When Ignacio finally stopped talking, a deep silence settled between them and their eyes locked. Eugenia realized that, ironically enough, his official, vaguely formulaic intonation had calmed her down. It suggested a larger, almost paternal authority, a newly empathetic government hovering over his shoulder that now wished to listen to its citizens. And she knew then that this was the way she could make a difference, not only for Manuel and his parents, but for herself and Laura. No matter how limited her understanding of his politics, she was the only one who'd been there and survived, the only one who could tell this story.

Ignacio took a small portable cassette recorder out of his pocket. When he pointed to it, Eugenia nodded. She began talking as soon as he pressed the
RECORD
button, raggedly at first, then slowly gaining resonance and power until her words were like a wave that, after spending many years on the high seas, suddenly rushed toward the shore.

“They caught us in our last apartment in Santiago, the tiny one we'd moved to after Manuel's last eviction. It was October 7, 1973. It was a clear and luminous morning, a bit chilly, a typical spring morning in Santiago. Like every day since the coup, I'd gone out as soon as the curfew lifted to buy food, coffee, and newspapers. It was amazing how soon after the coup the shops were full to bursting with exactly the items that had been impossible to find before. I remember thinking, over and over, how right people had been to accuse shopkeepers of hoarding. To this day I don't know whether I was followed that morning or not. I probably was, because they couldn't have arrived more than twenty minutes after I got back from the store.

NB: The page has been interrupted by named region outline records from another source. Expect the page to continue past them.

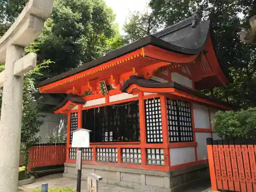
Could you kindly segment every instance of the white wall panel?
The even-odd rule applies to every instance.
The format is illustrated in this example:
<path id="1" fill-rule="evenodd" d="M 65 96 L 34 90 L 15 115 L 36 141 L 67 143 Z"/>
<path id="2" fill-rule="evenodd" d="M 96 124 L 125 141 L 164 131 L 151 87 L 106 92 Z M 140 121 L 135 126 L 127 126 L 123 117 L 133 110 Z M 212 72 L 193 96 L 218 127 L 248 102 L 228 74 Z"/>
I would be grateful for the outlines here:
<path id="1" fill-rule="evenodd" d="M 198 143 L 197 157 L 199 160 L 208 159 L 206 138 L 211 137 L 210 133 L 196 133 Z"/>
<path id="2" fill-rule="evenodd" d="M 190 88 L 193 88 L 192 80 L 188 78 L 185 77 L 177 73 L 172 73 L 172 80 L 176 82 L 177 83 L 187 87 Z"/>
<path id="3" fill-rule="evenodd" d="M 193 105 L 195 128 L 210 129 L 210 119 L 208 108 L 195 103 Z"/>
<path id="4" fill-rule="evenodd" d="M 170 158 L 171 166 L 194 162 L 196 159 L 195 147 L 170 148 Z"/>

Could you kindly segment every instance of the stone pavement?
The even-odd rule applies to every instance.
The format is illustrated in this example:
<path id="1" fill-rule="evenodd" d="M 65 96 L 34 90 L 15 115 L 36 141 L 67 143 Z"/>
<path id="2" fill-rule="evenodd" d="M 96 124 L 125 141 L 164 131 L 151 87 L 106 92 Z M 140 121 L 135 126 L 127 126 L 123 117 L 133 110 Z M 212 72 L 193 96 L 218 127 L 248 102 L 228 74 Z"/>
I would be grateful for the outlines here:
<path id="1" fill-rule="evenodd" d="M 62 177 L 62 174 L 56 174 L 36 179 L 35 183 L 20 187 L 23 191 L 27 191 L 41 188 L 41 184 L 44 183 L 48 183 L 49 188 L 71 188 L 76 189 L 76 180 Z M 87 189 L 87 181 L 82 181 L 81 192 L 88 192 Z M 206 192 L 208 190 L 208 184 L 196 188 L 186 190 L 186 192 Z M 99 192 L 143 192 L 141 190 L 133 189 L 119 187 L 109 184 L 99 183 Z M 185 191 L 184 191 L 185 192 Z"/>

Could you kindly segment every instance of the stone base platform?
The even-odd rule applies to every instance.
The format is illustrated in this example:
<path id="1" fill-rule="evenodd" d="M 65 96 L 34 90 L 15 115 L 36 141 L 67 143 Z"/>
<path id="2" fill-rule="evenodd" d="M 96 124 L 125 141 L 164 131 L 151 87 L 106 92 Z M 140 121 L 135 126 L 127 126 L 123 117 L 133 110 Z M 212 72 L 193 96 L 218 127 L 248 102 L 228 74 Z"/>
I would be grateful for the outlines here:
<path id="1" fill-rule="evenodd" d="M 63 176 L 76 178 L 75 164 L 65 163 L 65 165 Z M 182 191 L 202 182 L 209 182 L 208 163 L 169 172 L 82 165 L 82 180 L 86 180 L 88 175 L 92 173 L 102 177 L 100 182 L 152 192 Z"/>

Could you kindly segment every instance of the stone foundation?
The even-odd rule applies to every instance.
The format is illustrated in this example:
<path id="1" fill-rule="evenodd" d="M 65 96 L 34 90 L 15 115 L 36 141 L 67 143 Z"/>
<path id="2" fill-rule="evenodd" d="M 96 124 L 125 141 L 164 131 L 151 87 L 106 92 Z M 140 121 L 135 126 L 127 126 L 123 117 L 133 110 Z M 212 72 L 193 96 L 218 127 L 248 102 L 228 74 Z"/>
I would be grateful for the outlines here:
<path id="1" fill-rule="evenodd" d="M 100 182 L 149 191 L 177 192 L 199 182 L 209 181 L 208 164 L 170 172 L 83 164 L 82 179 L 95 173 L 102 177 Z M 76 178 L 75 164 L 65 163 L 64 177 Z"/>

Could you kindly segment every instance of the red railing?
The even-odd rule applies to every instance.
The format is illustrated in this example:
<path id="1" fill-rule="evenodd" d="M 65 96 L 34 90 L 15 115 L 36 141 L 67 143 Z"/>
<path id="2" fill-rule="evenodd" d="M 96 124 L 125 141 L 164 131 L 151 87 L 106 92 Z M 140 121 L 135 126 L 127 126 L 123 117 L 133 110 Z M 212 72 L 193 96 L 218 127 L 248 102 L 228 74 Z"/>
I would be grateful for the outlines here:
<path id="1" fill-rule="evenodd" d="M 256 140 L 207 140 L 211 190 L 256 192 Z"/>
<path id="2" fill-rule="evenodd" d="M 66 144 L 42 144 L 33 146 L 29 150 L 28 170 L 35 167 L 63 164 L 66 157 Z"/>

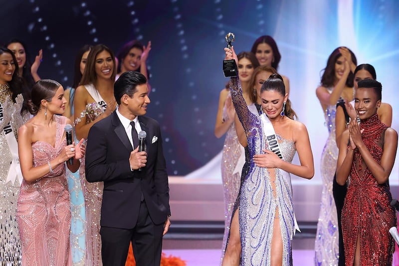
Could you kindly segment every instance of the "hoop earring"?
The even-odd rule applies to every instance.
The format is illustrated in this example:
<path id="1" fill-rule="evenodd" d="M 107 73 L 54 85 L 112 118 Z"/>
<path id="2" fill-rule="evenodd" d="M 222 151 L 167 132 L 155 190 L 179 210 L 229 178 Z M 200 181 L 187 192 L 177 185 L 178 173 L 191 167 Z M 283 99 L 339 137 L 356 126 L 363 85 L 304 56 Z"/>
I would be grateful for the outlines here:
<path id="1" fill-rule="evenodd" d="M 284 116 L 284 115 L 285 114 L 284 112 L 284 110 L 285 110 L 285 103 L 286 102 L 284 102 L 284 103 L 283 104 L 283 110 L 281 111 L 281 113 L 280 113 L 280 115 L 281 115 L 281 116 Z"/>

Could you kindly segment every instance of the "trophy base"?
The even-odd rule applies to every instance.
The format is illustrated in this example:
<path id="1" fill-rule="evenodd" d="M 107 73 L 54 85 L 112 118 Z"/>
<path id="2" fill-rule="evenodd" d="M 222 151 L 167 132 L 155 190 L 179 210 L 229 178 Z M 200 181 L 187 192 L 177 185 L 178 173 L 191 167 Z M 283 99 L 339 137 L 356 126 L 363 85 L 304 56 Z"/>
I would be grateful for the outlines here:
<path id="1" fill-rule="evenodd" d="M 225 77 L 236 77 L 238 75 L 237 64 L 234 60 L 223 60 L 223 73 Z"/>

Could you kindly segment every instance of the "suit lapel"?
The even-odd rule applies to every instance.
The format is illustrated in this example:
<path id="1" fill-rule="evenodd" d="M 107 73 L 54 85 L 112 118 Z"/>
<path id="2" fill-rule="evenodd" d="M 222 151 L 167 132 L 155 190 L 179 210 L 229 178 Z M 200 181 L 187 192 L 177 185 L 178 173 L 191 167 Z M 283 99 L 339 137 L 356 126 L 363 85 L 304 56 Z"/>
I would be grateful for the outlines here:
<path id="1" fill-rule="evenodd" d="M 139 116 L 139 122 L 140 122 L 141 130 L 145 131 L 147 134 L 147 137 L 146 137 L 146 146 L 147 146 L 147 148 L 148 149 L 149 144 L 151 144 L 150 142 L 151 136 L 150 135 L 151 132 L 149 132 L 148 127 L 147 126 L 147 120 L 145 118 L 145 117 Z M 147 153 L 148 154 L 148 150 L 147 150 Z"/>
<path id="2" fill-rule="evenodd" d="M 125 147 L 126 147 L 126 149 L 127 149 L 129 152 L 133 151 L 133 147 L 132 147 L 130 141 L 129 140 L 128 136 L 126 135 L 126 131 L 125 130 L 125 128 L 123 127 L 122 123 L 121 123 L 121 120 L 120 120 L 119 118 L 118 117 L 116 112 L 113 112 L 112 115 L 111 119 L 112 120 L 112 124 L 115 127 L 114 131 L 115 131 L 115 134 L 116 134 L 116 135 L 119 138 L 119 139 L 121 140 L 121 141 L 123 143 Z"/>

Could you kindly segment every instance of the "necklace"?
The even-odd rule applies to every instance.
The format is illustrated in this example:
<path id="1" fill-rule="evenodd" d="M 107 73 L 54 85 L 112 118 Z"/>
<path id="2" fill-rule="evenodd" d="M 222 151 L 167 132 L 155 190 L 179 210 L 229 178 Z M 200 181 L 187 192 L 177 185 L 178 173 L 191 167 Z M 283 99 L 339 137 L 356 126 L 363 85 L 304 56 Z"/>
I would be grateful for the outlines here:
<path id="1" fill-rule="evenodd" d="M 9 96 L 10 99 L 11 99 L 12 94 L 9 89 L 9 85 L 8 84 L 0 84 L 0 102 L 4 103 L 7 96 Z"/>

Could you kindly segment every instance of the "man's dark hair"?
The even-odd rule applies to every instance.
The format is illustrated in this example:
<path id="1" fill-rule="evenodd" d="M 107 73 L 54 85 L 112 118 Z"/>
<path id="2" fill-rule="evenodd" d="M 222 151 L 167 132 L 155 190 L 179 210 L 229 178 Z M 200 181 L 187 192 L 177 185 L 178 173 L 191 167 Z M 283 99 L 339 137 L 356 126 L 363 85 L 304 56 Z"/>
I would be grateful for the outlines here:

“I imagine you must already know, more or less, what happened next. They burst in while we were having coffee. You know what that was like, don't you? They broke everything, threw us to the ground. They beat us for the mere pleasure of it, because once we realized what was happening we didn't put up any resistance. They put a blindfold over my eyes and tied my hands behind me. Then they shoved me into a car and threw me in the back, on the floor. I don't know for sure what they did with Manuel, but I imagine it was pretty much the same. They must have put each of us in a different vehicle.

“They kept me blindfolded for a long while. Perhaps they didn't want me to know where they were taking me, but for someone who'd grown up in Santiago it wasn't too hard to guess. There was a small uncovered place near the corner of my left eye, and every now and then I managed to make out something familiar. I could tell that we reached the outskirts of town, what I later understood was Villa Gardenia. But maybe the reason they blindfolded me was so I couldn't identify those who tortured me. Especially those who gave me the shocks. Because in the following weeks, torture—and the fear of torture—became my new world …”

Eugenia took the glass of mineral water in her hands, trying not to spill any even though she was shaking violently. After several large swallows she took a deep breath, put the glass back down on the coffee table, and continued.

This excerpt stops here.